Payment cards have antitrust issues concerning issuance and governance by the government. Visa and MasterCard play an essential role in facilitating the smooth economic flow of money. The antitrust division of the U.S. Department of Justice (DOJ) introduced a lawsuit against Visa and MasterCard networks in 1998, claiming that the issuance and governance of the payment card network were uncompetitive. The DOJ won the issuance restriction but failed in governance. The issuers of Visa and MasterCard insisted that the practice is pro-competitive and beneficial to both banks and individuals. Commercial banks operate multiple networks to cater for diverse customers participating in banking activities. This is a summary of how payment cards operate, with regards to Visa and MasterCard associations.

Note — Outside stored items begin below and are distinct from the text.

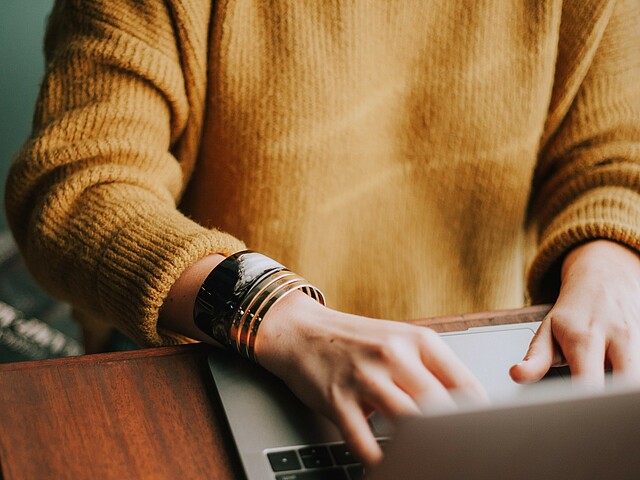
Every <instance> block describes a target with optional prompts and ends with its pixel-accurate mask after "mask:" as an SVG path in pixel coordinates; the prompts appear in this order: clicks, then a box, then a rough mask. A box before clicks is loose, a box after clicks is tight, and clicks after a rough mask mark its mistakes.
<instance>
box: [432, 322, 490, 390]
mask: <svg viewBox="0 0 640 480" xmlns="http://www.w3.org/2000/svg"><path fill="white" fill-rule="evenodd" d="M421 334H422V341H421V343H420V355H421V358H422V362H423V364H424V365H425V367H427V368H428V369H429V371H430V372H431V373H432V374H433V375H434V376H435V378H437V380H438V381H439V382H440V383H441V384H442V385H443V386H444V387H445V388H447V389H450V390H459V391H462V392H466V393H468V394H471V395H472V396H473V397H476V398H478V399H481V400H483V401H484V400H487V398H488V396H487V393H486V391H485V389H484V387H483V386H482V384H481V383H480V382H479V381H478V379H476V377H475V376H474V375H473V374H472V373H471V371H470V370H469V369H468V368H467V366H466V365H465V364H464V363H462V360H460V359H459V358H458V357H457V355H456V354H455V353H454V352H453V350H451V348H449V346H448V345H447V344H446V343H445V342H444V340H442V338H440V336H439V335H438V334H437V333H435V332H434V331H433V330H429V329H424V330H423V331H422V333H421Z"/></svg>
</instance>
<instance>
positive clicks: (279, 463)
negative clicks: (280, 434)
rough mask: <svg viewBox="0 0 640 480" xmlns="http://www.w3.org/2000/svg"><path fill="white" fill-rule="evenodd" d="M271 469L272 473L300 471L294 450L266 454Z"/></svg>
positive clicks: (297, 460) (300, 468)
mask: <svg viewBox="0 0 640 480" xmlns="http://www.w3.org/2000/svg"><path fill="white" fill-rule="evenodd" d="M267 457H268V458H269V463H270V464H271V469H272V470H273V471H274V472H285V471H287V470H300V469H301V468H302V467H301V466H300V461H299V460H298V456H297V455H296V451H295V450H287V451H286V452H271V453H267Z"/></svg>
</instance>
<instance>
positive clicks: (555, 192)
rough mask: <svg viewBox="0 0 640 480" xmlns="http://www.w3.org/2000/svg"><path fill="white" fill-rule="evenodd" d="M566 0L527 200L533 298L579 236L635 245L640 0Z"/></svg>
mask: <svg viewBox="0 0 640 480" xmlns="http://www.w3.org/2000/svg"><path fill="white" fill-rule="evenodd" d="M564 5H565V6H564V7H563V14H562V21H561V27H560V30H561V33H560V38H559V47H558V60H557V67H556V79H555V80H556V81H555V86H554V91H553V94H552V98H551V104H550V112H549V116H548V120H547V125H546V128H545V130H546V133H545V136H546V138H545V139H543V143H542V145H543V148H542V150H541V154H540V157H539V163H538V167H537V171H536V178H535V180H534V194H535V195H534V197H533V198H532V202H531V207H530V212H531V213H530V217H531V218H530V219H531V221H532V224H533V226H534V228H535V229H536V230H537V234H538V238H539V247H538V251H537V254H536V255H535V257H534V259H533V261H532V263H531V265H530V268H529V271H528V288H529V293H530V296H531V298H532V300H533V301H534V302H538V301H549V300H553V298H555V295H556V294H557V288H558V285H559V267H560V264H561V261H562V259H563V258H564V255H565V254H566V253H567V252H568V251H569V250H570V249H571V248H573V247H576V246H578V245H579V244H582V243H584V242H587V241H589V240H593V239H599V238H600V239H609V240H613V241H616V242H620V243H622V244H625V245H627V246H629V247H631V248H633V249H636V250H640V81H639V79H640V3H639V2H637V1H635V0H622V1H618V2H613V1H611V2H599V1H598V2H584V3H583V2H565V4H564Z"/></svg>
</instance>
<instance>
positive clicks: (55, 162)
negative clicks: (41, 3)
mask: <svg viewBox="0 0 640 480" xmlns="http://www.w3.org/2000/svg"><path fill="white" fill-rule="evenodd" d="M172 5H173V4H172V3H171V2H156V1H148V2H147V1H142V2H125V1H121V2H98V1H75V0H67V1H65V2H58V3H57V4H56V6H55V8H54V11H53V13H52V15H51V20H50V24H49V29H48V33H47V39H46V57H47V69H46V72H47V73H46V77H45V80H44V83H43V86H42V89H41V94H40V98H39V101H38V106H37V111H36V113H35V118H34V128H33V133H32V137H31V139H30V140H29V141H28V143H27V144H26V145H25V146H24V148H23V149H22V151H21V153H20V155H19V157H18V158H17V160H16V161H15V163H14V165H13V167H12V170H11V173H10V176H9V180H8V184H7V190H6V206H7V213H8V218H9V222H10V225H11V228H12V230H13V233H14V235H15V238H16V240H17V242H18V244H19V246H20V248H21V250H22V253H23V255H24V257H25V259H26V261H27V264H28V265H29V268H30V270H31V272H32V274H33V275H34V277H35V278H36V279H37V280H38V281H39V283H40V284H42V285H43V286H44V287H45V288H46V289H47V290H49V291H51V292H52V293H54V294H55V295H56V296H58V297H59V298H61V299H64V300H66V301H68V302H69V303H71V304H72V305H73V306H74V307H75V308H76V309H78V310H80V311H81V312H82V313H83V314H84V315H86V316H90V317H91V318H93V319H96V320H100V321H103V322H105V323H109V324H115V325H117V326H119V328H120V329H122V330H124V331H125V332H127V334H128V335H129V336H131V337H132V338H134V339H135V340H136V341H137V342H139V343H141V344H146V345H161V344H167V343H168V344H171V343H176V342H180V341H184V338H183V337H179V336H176V335H174V334H171V333H169V332H163V331H158V329H157V326H156V322H157V317H158V312H159V309H160V306H161V305H162V303H163V302H164V300H165V298H166V296H167V294H168V292H169V289H170V287H171V285H172V284H173V283H174V282H175V280H176V279H177V278H178V277H179V276H180V274H181V273H182V272H183V271H184V269H186V268H187V266H189V265H191V264H192V263H194V262H195V261H196V260H198V259H199V258H202V257H204V256H206V255H209V254H213V253H221V254H225V255H226V254H230V253H232V252H234V251H237V250H239V249H242V247H243V244H242V242H240V241H238V240H236V239H234V238H232V237H230V236H229V235H226V234H223V233H221V232H216V231H212V230H208V229H206V228H203V227H201V226H200V225H198V224H196V223H194V222H192V221H191V220H189V219H188V218H186V217H185V216H183V215H182V214H181V213H180V212H179V211H178V210H177V208H176V202H177V201H178V198H179V196H180V194H181V191H182V189H183V188H184V185H185V183H186V181H187V180H188V174H189V171H190V169H191V168H192V166H193V162H194V159H195V155H196V150H195V149H196V145H197V142H196V140H195V138H197V136H198V135H199V133H198V130H199V123H200V122H201V115H202V109H203V105H202V101H203V99H202V96H203V93H202V89H203V85H205V84H206V82H205V80H204V77H202V75H204V73H203V72H200V76H201V77H202V78H200V79H198V78H196V77H197V76H198V71H197V70H196V69H195V68H191V67H190V65H191V64H198V61H202V60H203V59H202V58H201V57H202V56H203V55H206V48H204V47H203V49H202V52H200V53H198V52H195V51H191V50H189V51H185V50H184V48H181V46H180V45H179V43H180V44H181V43H185V44H189V45H190V46H192V50H193V49H195V48H196V45H197V44H198V42H201V43H202V44H203V45H206V40H207V35H208V17H207V13H208V12H210V10H211V8H210V5H206V4H204V3H203V4H202V5H195V4H193V7H194V8H199V9H202V12H201V14H199V15H198V17H197V19H194V18H191V17H189V18H185V14H184V12H182V13H181V15H182V16H180V15H178V14H177V13H175V12H173V11H171V8H172ZM198 22H199V23H198ZM184 30H188V32H189V35H190V37H189V38H183V37H180V35H182V33H181V32H183V31H184ZM179 39H180V40H182V42H181V41H179ZM187 40H188V41H187ZM203 42H204V43H203ZM205 65H206V63H203V64H202V65H201V68H202V69H205V68H206V66H205ZM69 272H73V275H70V274H69Z"/></svg>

The payment cards offered by banks are categorized into charge, debit, and credit cards, where they act as payment mechanisms. The use of a payment card depends on whether the receiving merchant accepts payments from the card network. A charge card performs payments that do not include ancillary services such as rental car and travel insurance expenditures. The American Express charge card has been used to pay for purchases without credit. The credit card is used to make payments and borrow money at the same time. The card users borrow money repeatedly while enjoying set borrowing limits, mainly determined by the user’s creditworthiness. A debit card is usually linked to a cardholder’s checking account from which payments and purchases are made. The costs incurred when paying through a debit card are debited into the bank account linked to the card. An example of a debit card is the ATM used to make payments by swiping through a reader. The use of debit cards in the USA has significantly increased, with sources indicating an annual growth rate of 21 percent in 2006. The cards must contain a logo that identifies the network in use.
Payment networks consist of users, merchants receiving money, processing systems, and governing policies. A network is considered a two-sided platform involving cardholders and merchants who impact its size. The acceptance by merchants significantly influences the number of users who register network cards, causing expansion challenges in other regions of the world. The activities performed in a transaction network include cards issuance, registration, and transactions processing. The closure and opening affect processes in a way that any bank willing to operate in the network must abide by the rules and policies. Both Visa and MasterCard foundations are open, allowing any bank to join, as long as it is willing to cooperate and comply with the network’s standards. The banks benefit from annual fees charged to card users and transaction fees.
In a purchase transaction, the receiving merchant takes about 98 percent of the total amount. The rest is the merchant’s discount, which includes the fee charged by the network and interchange fees paid to the acquiring and issuing banks. The interchange charges are meant to offset the risks of processing payments. Many banks worldwide operate with both Visa and MasterCard, resulting in overlapping governance caused by membership overlap, commonly known as duality. The issuance and governance dualities refer to the provision of both Visa and MasterCard and shared governance for both associations. The DOJ was interested in governance duality, addressing issues such as the need for networks, redundancy, and the consequences of eliminating one network. The U.S. government claimed that the governance duality causes harm to users by reducing competition intensity between Visa and MasterCard.
The competition between payment networks is assessed through merchant discount, advertising, and innovative capabilities. The objective behind the competition is network expansion and broader usage of cards. Payment organizations promote expansion through incentive interchanges, discounts, and promotional programs. The anti-competitive impacts of issuance restrictions led to reduced diversification of products offerings and networks, therefore reducing consumer welfare. Another anti-competitive effect is the limited ability to issue offline debit cards. The pro-competitive effects include free-riding by members. The court defined that the exclusionary rules restrict competition between payment networks, therefore harming card users by denying them exposure to innovative and a variety of products. The court order required Visa’s Bylaw 2.10 (e) and MasterCard’s competitive programs policy to be repealed and enjoined further prohibitions by issuers’ ability to issue payment cards on other networks.
The regulation of money transfers between individuals and organizations is regulated by payment networks through performing economic transactions. Visa and MasterCard foundations are the world’s leading networks in money transfer. Commercial banks issue payment cards to account holders to facilitate convenience in money transfers. The court ruled that Visa and MasterCard associations must retain duality and remove issuance restrictions because they were anti-competitive in money transfer. The use of payment cards has increased worldwide, resulting in the emergence of other networks such as American Express. People often use bank cards to avoid carrying cash and to transact internationally. The differences between networks include transaction charges, time convenience, and operating merchants. Government regulations are necessary to protect customers from exploitation and to control the bank operations.